What Is Isle Royale?

First, it is pronounced as if it were spelled Isle Royal with the accent on the first syllable. I can't get used to that, since we spent all our planning and anticipating time pronouncing it like it is spelled with the accent on the second syllable. So please, even though you know that now, do not be smug and annoying by correcting people who say it 'wrong'.

Isle Royale is an island off the tip of the 'nose' of Minnesota, the pointy most eastern spot of the state. To get to the island, you must rely on some form of water or air transportation, and we took a ferry from Grand Portage, Minnesota. The island is about 45 miles long and about 9 miles at its widest point. Formed by volcanic rock being lifted, the island offers rocky coastline, evergreen forests, peaks of exposed rock and alpine plants, valleys of streams and creeks and even bogs, with sloping forests between. The slopes are covered mainly in deciduous forests of various kind, with young forests of birch and aspen and older forests of maple. The coastline and the peaks are mainly evergreens. If the mention of streams and bogs made you think of flies and mosquitoes, you were correct but probably not extreme enough. But the beauty of the natural ecosystems more than makes up for it. Because the island is an island, isolated from the larger environment, the ecosystems are unique. There are moose and wolves and fox but not a 'complete' complement of predator-prey animals, so the populations have long been a favorite for study by biologists. Control to the island is controlled, so there is not litter or abandoned signs of 'settlement' and so the environment has a very pristine feel to it. There is the quiet of nature, with not highways or airports. One hears the occasional seaplane or ferry, but for the most part, all one hears is nature, which, once attuned to it, can seem very loud!
One can be dropped off and picked up in a number of places on the island, but we chose to be dropped off at one end and backpack to the other end.
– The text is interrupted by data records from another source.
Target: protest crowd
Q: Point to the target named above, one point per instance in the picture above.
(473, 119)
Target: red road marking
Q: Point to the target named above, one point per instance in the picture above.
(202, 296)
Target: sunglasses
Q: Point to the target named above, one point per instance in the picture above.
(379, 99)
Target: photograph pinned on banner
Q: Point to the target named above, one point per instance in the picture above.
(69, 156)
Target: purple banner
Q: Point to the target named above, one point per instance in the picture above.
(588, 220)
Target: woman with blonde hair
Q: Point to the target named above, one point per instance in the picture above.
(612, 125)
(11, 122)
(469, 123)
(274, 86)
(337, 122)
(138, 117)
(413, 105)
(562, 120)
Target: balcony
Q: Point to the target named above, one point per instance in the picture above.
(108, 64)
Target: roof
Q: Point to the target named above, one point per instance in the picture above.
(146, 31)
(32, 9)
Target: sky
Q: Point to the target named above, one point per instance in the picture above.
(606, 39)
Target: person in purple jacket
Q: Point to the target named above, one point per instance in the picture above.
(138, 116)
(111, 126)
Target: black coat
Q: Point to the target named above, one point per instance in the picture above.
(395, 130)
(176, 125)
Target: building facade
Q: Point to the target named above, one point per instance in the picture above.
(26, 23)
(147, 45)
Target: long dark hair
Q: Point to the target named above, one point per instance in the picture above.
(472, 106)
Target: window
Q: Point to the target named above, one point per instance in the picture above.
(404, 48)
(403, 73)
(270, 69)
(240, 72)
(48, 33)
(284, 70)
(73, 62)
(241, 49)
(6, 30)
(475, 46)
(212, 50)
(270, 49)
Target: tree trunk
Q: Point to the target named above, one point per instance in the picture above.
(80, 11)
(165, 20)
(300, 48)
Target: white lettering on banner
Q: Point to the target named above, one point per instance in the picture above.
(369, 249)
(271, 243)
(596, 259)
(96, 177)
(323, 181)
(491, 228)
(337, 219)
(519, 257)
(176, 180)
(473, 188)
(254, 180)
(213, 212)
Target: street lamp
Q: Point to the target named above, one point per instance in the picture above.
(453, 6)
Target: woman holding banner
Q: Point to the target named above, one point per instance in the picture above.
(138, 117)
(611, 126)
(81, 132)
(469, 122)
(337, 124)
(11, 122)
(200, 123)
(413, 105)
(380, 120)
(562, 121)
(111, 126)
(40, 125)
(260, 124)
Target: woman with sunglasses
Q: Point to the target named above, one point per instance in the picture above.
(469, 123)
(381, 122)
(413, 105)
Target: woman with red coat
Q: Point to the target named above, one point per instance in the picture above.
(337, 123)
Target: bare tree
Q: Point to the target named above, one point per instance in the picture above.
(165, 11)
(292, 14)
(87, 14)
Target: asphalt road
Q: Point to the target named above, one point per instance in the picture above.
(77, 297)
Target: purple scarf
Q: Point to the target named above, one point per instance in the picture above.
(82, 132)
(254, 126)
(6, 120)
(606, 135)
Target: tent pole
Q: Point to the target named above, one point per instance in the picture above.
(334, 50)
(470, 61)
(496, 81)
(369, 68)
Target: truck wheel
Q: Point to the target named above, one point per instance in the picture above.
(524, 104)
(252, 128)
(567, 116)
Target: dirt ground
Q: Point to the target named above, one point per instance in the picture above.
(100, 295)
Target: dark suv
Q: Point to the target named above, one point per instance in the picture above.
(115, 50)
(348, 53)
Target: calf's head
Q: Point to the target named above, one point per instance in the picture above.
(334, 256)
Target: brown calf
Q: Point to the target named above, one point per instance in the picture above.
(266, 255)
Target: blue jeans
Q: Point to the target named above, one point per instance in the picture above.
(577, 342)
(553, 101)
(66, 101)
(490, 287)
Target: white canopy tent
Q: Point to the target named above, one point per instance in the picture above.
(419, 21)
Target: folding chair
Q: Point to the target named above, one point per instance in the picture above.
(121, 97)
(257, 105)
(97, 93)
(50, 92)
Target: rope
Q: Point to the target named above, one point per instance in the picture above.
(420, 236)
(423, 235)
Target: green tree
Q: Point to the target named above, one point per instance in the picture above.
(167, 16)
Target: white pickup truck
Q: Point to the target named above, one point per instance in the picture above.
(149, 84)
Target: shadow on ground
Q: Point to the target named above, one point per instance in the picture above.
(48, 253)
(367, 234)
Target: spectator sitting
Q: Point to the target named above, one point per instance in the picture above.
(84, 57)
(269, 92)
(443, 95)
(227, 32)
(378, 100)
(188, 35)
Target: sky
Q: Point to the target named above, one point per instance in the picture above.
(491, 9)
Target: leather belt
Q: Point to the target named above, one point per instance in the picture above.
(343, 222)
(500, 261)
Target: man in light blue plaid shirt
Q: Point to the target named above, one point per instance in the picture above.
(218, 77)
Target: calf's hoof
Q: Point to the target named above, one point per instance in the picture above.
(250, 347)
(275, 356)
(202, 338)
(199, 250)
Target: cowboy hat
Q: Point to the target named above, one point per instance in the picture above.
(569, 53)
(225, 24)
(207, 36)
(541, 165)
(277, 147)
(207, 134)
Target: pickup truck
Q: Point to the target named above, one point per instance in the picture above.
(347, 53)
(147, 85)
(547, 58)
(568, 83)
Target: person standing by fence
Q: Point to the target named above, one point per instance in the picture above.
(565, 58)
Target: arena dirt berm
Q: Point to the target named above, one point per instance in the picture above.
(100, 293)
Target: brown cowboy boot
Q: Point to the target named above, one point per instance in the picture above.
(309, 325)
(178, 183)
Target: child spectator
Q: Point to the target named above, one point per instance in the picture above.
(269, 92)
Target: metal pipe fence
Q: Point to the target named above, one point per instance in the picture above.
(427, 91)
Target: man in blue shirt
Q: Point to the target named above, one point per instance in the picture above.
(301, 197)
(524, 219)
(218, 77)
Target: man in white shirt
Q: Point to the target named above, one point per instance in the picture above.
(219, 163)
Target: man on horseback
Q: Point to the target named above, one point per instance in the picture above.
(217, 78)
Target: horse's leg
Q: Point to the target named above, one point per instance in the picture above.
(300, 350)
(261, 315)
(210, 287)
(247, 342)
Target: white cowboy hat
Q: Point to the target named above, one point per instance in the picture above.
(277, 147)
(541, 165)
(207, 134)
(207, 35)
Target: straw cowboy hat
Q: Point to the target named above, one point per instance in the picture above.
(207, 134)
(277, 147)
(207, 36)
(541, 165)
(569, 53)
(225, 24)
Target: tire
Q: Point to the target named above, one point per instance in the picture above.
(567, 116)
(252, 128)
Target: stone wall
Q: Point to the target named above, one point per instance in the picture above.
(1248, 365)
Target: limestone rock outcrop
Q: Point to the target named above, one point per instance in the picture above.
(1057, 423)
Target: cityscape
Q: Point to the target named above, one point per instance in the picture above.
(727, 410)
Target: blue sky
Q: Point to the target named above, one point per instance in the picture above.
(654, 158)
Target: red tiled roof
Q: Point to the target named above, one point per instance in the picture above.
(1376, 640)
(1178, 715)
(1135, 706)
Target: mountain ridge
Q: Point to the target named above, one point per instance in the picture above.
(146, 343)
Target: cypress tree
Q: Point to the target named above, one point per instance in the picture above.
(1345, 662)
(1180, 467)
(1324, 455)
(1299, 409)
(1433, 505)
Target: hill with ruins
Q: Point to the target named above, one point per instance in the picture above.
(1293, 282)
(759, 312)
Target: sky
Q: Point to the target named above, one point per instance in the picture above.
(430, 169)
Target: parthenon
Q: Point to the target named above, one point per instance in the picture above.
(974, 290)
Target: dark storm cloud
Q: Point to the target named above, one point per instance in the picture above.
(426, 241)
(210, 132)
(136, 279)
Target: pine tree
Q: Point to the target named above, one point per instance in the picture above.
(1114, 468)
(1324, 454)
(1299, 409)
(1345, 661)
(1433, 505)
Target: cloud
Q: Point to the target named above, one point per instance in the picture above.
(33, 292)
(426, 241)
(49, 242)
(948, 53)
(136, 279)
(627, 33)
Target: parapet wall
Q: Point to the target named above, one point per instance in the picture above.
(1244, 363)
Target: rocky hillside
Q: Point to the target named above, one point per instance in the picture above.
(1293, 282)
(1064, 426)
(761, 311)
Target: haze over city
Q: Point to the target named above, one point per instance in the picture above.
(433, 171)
One is required to camp at designated sites and not 'in the wild', so planning a route that your and your companions can do is important to success so that you not in camp too early with nothing to do because of too short routes, and so that you do not end up tired and worn out far from camp, needing to break the rules and camp there or trudge on and on and on to get to camp. Our days were from about 6 to about 8 miles. We hiked out of the ranger station to our first campsite, then spent 4 more nights at different campsites, hiking in to the ranger station on the last day to camp there for the ferry right out in the morning. It was hard work, but it was amazingly beautiful and incredibly fascinating. Yeah, I'd do it again.